IT MAY be a male-dominated world but Donegal Army Officer Bridget Clarke has risen through the ranks of the military and believes other women can do the same.
Based at Finner Military Camp, the Carrigans woman was recently promoted to the rank of Captain and oversees more than four hundred personnel.
Capt. Clarke told Donegal Daily how she enlisted when she was eighteen-years-old “for the adventure and the money” and said she would do it all over again.
She is now celebrating 22 years as a member of the Defence Forces.
After excelling in her training, doing further military courses and serving overseas this determined woman went from raw recruit to Commissioned Officer. She is attached to 28th Infantry Battalion.
Speaking about the promotion, she says: “I was honoured and privileged on behalf of my Unit and my family. It really was a massive honour for me. I wouldn’t be part of it if I didn’t enjoy what I do. It really is a life less ordinary.”
Among her many duties is the responsibility for discipline, ceremonial matters, contracts and HR for personnel at Finner Camp.
“It’s a broad spectrum of work and then I am also assistant for the officer commanding,” she says.
“You are his right-hand woman. I am employed in the Battalion Headquarters and then you would have a Company underneath that.”
She was speaking following the announcement of a new Defence Forces recruitment campaign, Join Our Team, launched by Defence Minister Simon Coveney.
It plans to induct more than 600 general service personnel to the Permanent Defence Force in 2016 and a further 850 personnel in 2017.
The 2016 campaign is hoping to increase female recruitment while also reaching out to people from all backgrounds and ethnicity. Currently, just over 6% of personnel are women.
Privates in the Defence Forces earn around €36,000 a year and also receive foreign service allowances.
A former County and St Eunan’s footballer, Capt. Clarke said her sporting background helped her prepare for the physical demands of life in the Army.
She says: “At that time, I was studying Electronics at Letterkenny I.T. I was a sporty person anyway and I thought this was something that I wanted to give a go. I thought about the adventure, getting away from home and earning some money.
“I played GAA and soccer and went on to play football for the Army. I also had a great family support network.
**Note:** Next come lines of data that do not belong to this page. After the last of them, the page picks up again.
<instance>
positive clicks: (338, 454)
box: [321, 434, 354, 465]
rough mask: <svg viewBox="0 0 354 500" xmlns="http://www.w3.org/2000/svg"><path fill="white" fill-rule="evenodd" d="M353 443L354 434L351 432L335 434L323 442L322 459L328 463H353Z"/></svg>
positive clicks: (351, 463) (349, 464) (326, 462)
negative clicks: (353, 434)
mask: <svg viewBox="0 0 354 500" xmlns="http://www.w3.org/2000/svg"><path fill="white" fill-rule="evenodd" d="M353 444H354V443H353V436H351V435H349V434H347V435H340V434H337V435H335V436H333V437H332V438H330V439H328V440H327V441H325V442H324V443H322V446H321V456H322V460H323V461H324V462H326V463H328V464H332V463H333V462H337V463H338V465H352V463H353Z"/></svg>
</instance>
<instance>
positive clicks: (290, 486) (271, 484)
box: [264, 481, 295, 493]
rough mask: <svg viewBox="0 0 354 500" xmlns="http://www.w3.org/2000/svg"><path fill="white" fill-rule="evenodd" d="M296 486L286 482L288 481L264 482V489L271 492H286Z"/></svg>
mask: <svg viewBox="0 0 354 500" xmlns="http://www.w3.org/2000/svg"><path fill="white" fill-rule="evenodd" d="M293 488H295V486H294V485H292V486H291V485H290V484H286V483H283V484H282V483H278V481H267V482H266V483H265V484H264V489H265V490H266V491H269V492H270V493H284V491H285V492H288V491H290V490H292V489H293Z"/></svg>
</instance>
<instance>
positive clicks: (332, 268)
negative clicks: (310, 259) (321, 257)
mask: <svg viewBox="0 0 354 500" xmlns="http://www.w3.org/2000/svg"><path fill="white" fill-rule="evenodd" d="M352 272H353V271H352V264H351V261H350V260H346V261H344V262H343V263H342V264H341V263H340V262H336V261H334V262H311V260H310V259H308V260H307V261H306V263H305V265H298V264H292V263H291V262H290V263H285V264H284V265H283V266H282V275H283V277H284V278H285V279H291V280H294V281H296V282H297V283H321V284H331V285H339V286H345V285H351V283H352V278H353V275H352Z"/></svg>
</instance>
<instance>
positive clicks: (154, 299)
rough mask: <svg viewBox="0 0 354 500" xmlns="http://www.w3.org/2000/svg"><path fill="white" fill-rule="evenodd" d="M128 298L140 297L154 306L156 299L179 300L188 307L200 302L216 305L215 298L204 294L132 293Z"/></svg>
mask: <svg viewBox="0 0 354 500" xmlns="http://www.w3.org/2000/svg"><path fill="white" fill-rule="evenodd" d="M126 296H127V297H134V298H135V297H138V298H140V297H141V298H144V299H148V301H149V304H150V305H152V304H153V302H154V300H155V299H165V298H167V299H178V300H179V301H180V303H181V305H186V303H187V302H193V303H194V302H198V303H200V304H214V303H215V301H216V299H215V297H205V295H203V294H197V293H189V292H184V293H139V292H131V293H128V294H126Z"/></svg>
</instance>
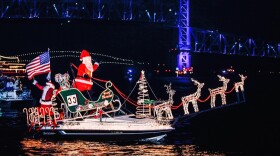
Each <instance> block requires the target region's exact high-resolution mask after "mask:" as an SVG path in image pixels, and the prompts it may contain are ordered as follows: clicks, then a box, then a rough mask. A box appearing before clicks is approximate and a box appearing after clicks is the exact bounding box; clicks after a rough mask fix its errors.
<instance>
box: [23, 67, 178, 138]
mask: <svg viewBox="0 0 280 156" xmlns="http://www.w3.org/2000/svg"><path fill="white" fill-rule="evenodd" d="M144 77H145V76H144V72H142V75H141V78H140V80H139V81H138V83H140V84H139V90H141V91H142V93H143V94H147V92H146V90H145V89H144V88H143V87H144V86H145V85H144V84H143V83H144V81H145V80H144V79H143V78H144ZM55 79H56V81H57V82H58V83H59V84H60V88H61V90H59V91H57V95H56V98H54V100H53V102H52V105H53V106H52V107H51V108H49V109H43V108H38V107H32V108H24V109H23V111H24V112H25V113H26V121H27V125H28V127H29V131H30V132H33V134H34V135H35V136H41V137H55V138H57V137H63V138H64V137H70V138H73V137H75V138H87V139H89V138H90V139H96V140H126V141H127V140H151V139H152V140H154V139H155V140H159V139H162V138H163V137H164V136H166V135H167V134H168V133H169V132H171V131H173V130H174V128H173V126H172V123H171V121H172V120H171V119H172V118H164V117H163V116H162V115H159V114H160V112H162V108H163V107H164V106H163V105H160V107H154V108H153V107H151V106H150V105H151V103H150V102H151V101H152V100H146V99H145V97H144V96H142V97H141V98H138V103H139V107H141V108H142V112H141V111H140V110H139V108H138V109H137V111H136V112H137V113H136V114H132V113H128V112H127V111H126V110H125V109H123V104H122V103H121V101H120V99H119V97H118V96H117V95H116V94H114V92H113V91H112V88H113V87H114V84H113V83H112V82H111V81H107V82H106V83H105V87H104V90H103V91H102V92H101V93H100V95H99V97H98V98H97V99H96V100H95V101H91V100H89V99H87V98H86V97H85V96H84V95H83V94H82V92H80V91H79V90H78V89H77V88H73V87H71V85H70V84H69V82H68V79H69V75H68V74H67V73H66V74H63V75H62V74H56V75H55ZM169 90H170V89H169ZM147 101H149V103H147V104H146V103H145V104H144V102H147ZM167 106H168V105H167ZM151 108H153V110H151ZM147 110H148V111H147Z"/></svg>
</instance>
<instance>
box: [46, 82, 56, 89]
mask: <svg viewBox="0 0 280 156" xmlns="http://www.w3.org/2000/svg"><path fill="white" fill-rule="evenodd" d="M46 85H47V86H50V87H51V88H53V89H54V84H53V83H52V82H51V81H48V82H46Z"/></svg>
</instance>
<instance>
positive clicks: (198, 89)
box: [181, 78, 204, 114]
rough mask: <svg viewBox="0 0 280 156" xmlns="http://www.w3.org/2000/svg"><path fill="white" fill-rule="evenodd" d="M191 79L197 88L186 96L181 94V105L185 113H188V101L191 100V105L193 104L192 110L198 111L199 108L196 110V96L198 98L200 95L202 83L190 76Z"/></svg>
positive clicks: (199, 96) (188, 111) (185, 113)
mask: <svg viewBox="0 0 280 156" xmlns="http://www.w3.org/2000/svg"><path fill="white" fill-rule="evenodd" d="M191 80H192V81H193V82H194V84H195V85H197V90H196V92H195V93H193V94H190V95H188V96H183V97H182V98H181V100H182V102H183V107H184V112H185V114H189V109H188V107H189V103H190V102H191V103H192V105H193V108H194V111H195V112H198V111H199V110H198V105H197V100H198V98H199V97H200V95H201V88H202V87H203V86H204V83H200V82H198V81H197V80H195V79H193V78H192V79H191Z"/></svg>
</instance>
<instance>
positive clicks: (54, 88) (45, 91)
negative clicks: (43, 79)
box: [33, 79, 55, 115]
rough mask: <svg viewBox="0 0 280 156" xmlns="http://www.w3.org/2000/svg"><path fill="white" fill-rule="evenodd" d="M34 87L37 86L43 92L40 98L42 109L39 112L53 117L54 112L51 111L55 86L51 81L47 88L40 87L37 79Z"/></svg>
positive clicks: (34, 81)
mask: <svg viewBox="0 0 280 156" xmlns="http://www.w3.org/2000/svg"><path fill="white" fill-rule="evenodd" d="M33 85H35V86H36V87H37V88H38V89H40V90H42V91H43V93H42V96H41V98H40V107H39V108H38V109H39V112H40V113H42V114H43V115H45V114H49V113H50V115H53V112H52V111H51V109H50V108H51V107H52V99H53V97H54V89H55V86H54V84H53V83H52V82H51V81H50V80H49V81H48V82H46V85H45V86H42V85H40V84H39V83H38V82H37V81H36V80H35V79H34V80H33Z"/></svg>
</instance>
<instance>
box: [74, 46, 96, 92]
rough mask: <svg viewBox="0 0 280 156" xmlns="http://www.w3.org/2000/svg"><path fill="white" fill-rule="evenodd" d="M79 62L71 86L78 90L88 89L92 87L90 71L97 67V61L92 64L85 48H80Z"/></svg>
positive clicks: (90, 60) (89, 56)
mask: <svg viewBox="0 0 280 156" xmlns="http://www.w3.org/2000/svg"><path fill="white" fill-rule="evenodd" d="M80 60H81V61H82V63H81V64H80V66H79V68H78V72H77V77H76V78H75V81H74V84H73V86H74V87H75V88H77V89H78V90H80V91H82V92H83V91H90V90H91V87H92V84H93V83H92V80H91V77H92V73H93V72H94V71H96V69H97V68H98V67H99V63H97V62H95V63H94V64H92V60H91V56H90V54H89V52H88V51H87V50H82V53H81V55H80Z"/></svg>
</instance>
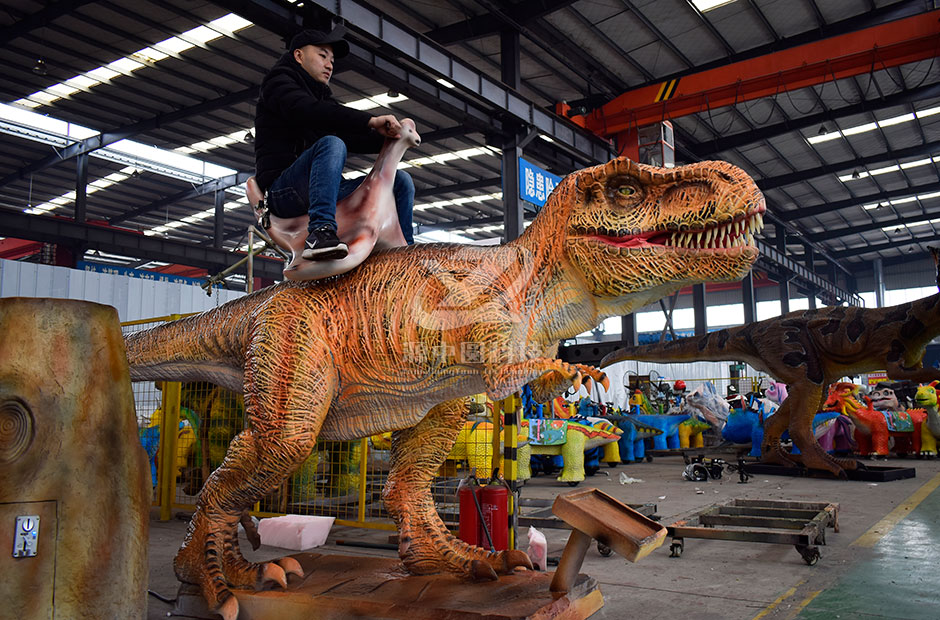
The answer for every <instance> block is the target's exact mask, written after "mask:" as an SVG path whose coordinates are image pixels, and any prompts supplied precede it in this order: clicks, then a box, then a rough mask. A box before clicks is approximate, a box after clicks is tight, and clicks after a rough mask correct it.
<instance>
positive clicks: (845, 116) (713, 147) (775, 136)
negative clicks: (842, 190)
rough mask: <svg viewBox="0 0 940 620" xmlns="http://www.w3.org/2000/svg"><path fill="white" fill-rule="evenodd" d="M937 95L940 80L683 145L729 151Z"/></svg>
mask: <svg viewBox="0 0 940 620" xmlns="http://www.w3.org/2000/svg"><path fill="white" fill-rule="evenodd" d="M935 97H940V83H937V84H930V85H928V86H921V87H919V88H911V89H908V90H904V91H901V92H899V93H894V94H891V95H887V96H885V97H881V98H879V99H868V100H865V101H860V102H858V103H853V104H852V105H848V106H844V107H841V108H833V109H827V110H825V111H824V112H820V113H818V114H811V115H809V116H801V117H800V118H794V119H789V120H786V121H784V122H782V123H776V124H774V125H765V126H764V127H758V128H757V129H754V130H753V131H744V132H741V133H737V134H733V135H730V136H725V137H720V138H715V139H714V140H705V141H702V142H698V143H691V144H685V145H683V146H684V147H685V148H686V149H688V150H689V151H691V152H693V153H695V154H696V155H697V156H699V157H708V156H710V155H714V154H716V153H721V152H722V151H728V150H731V149H735V148H739V147H742V146H746V145H748V144H755V143H757V142H761V141H763V140H769V139H771V138H776V137H778V136H782V135H785V134H788V133H792V132H794V131H799V130H800V129H806V128H807V127H813V126H815V125H821V124H823V123H825V122H830V123H831V122H835V121H837V120H839V119H840V118H845V117H847V116H852V115H854V114H863V113H865V112H874V111H875V110H883V109H885V108H890V107H892V106H896V105H905V104H909V103H913V102H916V101H923V100H924V99H933V98H935Z"/></svg>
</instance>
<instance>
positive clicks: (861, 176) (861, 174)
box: [839, 155, 940, 183]
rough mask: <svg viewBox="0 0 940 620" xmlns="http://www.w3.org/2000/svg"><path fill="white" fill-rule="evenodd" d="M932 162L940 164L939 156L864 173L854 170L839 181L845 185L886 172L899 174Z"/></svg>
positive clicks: (857, 170) (880, 168) (886, 172)
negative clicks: (847, 182) (857, 180)
mask: <svg viewBox="0 0 940 620" xmlns="http://www.w3.org/2000/svg"><path fill="white" fill-rule="evenodd" d="M933 162H937V163H940V155H938V156H936V157H926V158H924V159H918V160H915V161H908V162H905V163H903V164H900V165H898V164H894V165H891V166H885V167H883V168H876V169H874V170H864V171H860V170H856V171H854V172H850V173H849V174H843V175H840V176H839V180H840V181H842V182H843V183H847V182H849V181H857V180H859V179H864V178H866V177H869V176H878V175H879V174H887V173H888V172H900V171H901V170H907V169H909V168H918V167H920V166H926V165H928V164H931V163H933ZM856 175H857V176H856Z"/></svg>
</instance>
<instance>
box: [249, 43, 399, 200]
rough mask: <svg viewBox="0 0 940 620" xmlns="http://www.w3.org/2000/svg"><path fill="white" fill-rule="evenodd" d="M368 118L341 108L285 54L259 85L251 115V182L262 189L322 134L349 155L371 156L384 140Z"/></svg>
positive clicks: (261, 81) (348, 109) (328, 87)
mask: <svg viewBox="0 0 940 620" xmlns="http://www.w3.org/2000/svg"><path fill="white" fill-rule="evenodd" d="M370 118H372V115H371V114H368V113H367V112H363V111H360V110H354V109H353V108H350V107H347V106H344V105H341V104H340V103H339V102H338V101H336V100H335V99H333V93H332V91H330V87H329V86H327V85H326V84H323V83H322V82H318V81H316V80H314V79H313V78H312V77H310V76H309V75H307V72H306V71H304V70H303V67H301V66H300V64H299V63H298V62H297V61H296V60H295V59H294V57H293V55H292V54H291V53H290V52H288V53H286V54H284V55H283V56H281V58H280V59H279V60H278V61H277V63H275V65H274V67H272V68H271V70H270V71H269V72H268V74H267V75H266V76H265V77H264V79H263V80H262V81H261V92H260V94H259V97H258V107H257V111H256V113H255V180H257V181H258V185H259V186H260V187H261V190H262V191H267V189H268V188H269V187H270V186H271V183H273V182H274V180H275V179H277V177H279V176H280V175H281V173H282V172H283V171H284V170H285V169H286V168H287V167H288V166H290V165H291V164H292V163H294V160H295V159H297V157H299V156H300V154H301V153H303V152H304V151H305V150H306V149H307V148H309V147H310V146H312V145H313V144H314V143H315V142H316V141H317V140H319V139H320V138H322V137H323V136H328V135H334V136H337V137H339V138H340V139H342V140H343V142H345V143H346V148H347V150H348V151H349V152H351V153H377V152H378V151H379V149H380V148H382V143H383V142H384V138H382V136H380V135H379V134H378V133H376V132H374V131H372V130H371V129H369V125H368V123H369V119H370Z"/></svg>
I don’t come from a military background so this was all new to me.”
Throughout the training process and interviews, Bridget’s mother Annie was beside her all the way.
The 40-year-old officer comes from a family of seven – three brothers and three sisters – and also has huge support from her husband, Dermot, a former member of the Defence Forces who is now studying for a PhD.
Asked why young women should consider a career in the Army, she says: “It is unbelievable the career prospects open for new recruits nowadays.
“You can keep up your sports, you have opportunities to study for civilian qualifications accredited by Carlow I.T. and you have a chance to serve overseas. A lot of entrants coming in are highly educated and you try to allow them to build on that.
“It isn’t always easy. You’re going into an organisation and it’s challenging; the training is challenging and robust. But you do get great satisfaction when you complete the training.You get to meet people from all parts of the country and you make friends for life.
“You are making a commitment to the country that you are going to serve. There are times when you will be disappointed. You have to be prepared to get on with it. But the rewards are there.”
Capt Clarke, who has served overseas on four different occasions, explains how women do make a difference .
“Women bring so much in many ways. They help to calm and engage with local population and in certain conflict situations can help to bring balance.”
Recalling her first overseas deployment, Capt Clarke says: “That was a massive experience for me. Other than a school trip, that was my first trip abroad. It was fascinating and nothing will beat your first trip.
“There were six other females – we were six strangers in a room but there was great camaraderie and support. And you do make lifelong friends.
“When I first went overseas, there was no social media, mobile phones or internet. You had to wait on a letter and it was brilliant getting that letter. If I go overseas again I would still ask for a letter to be sent because there’s something special about that.
“Two years ago I was back in Lebanon again. It was so different for me. The rank, the job and whatever it is about the Irish Army but we tend to win people over. It’s a very different country now. It was a very rewarding experience.”
Applications can be made online at www.military.ie Army applicants must be at least 18 years old, and under 25 years old. Closing date for applications is Sunday, May 22 – 23:59 hours.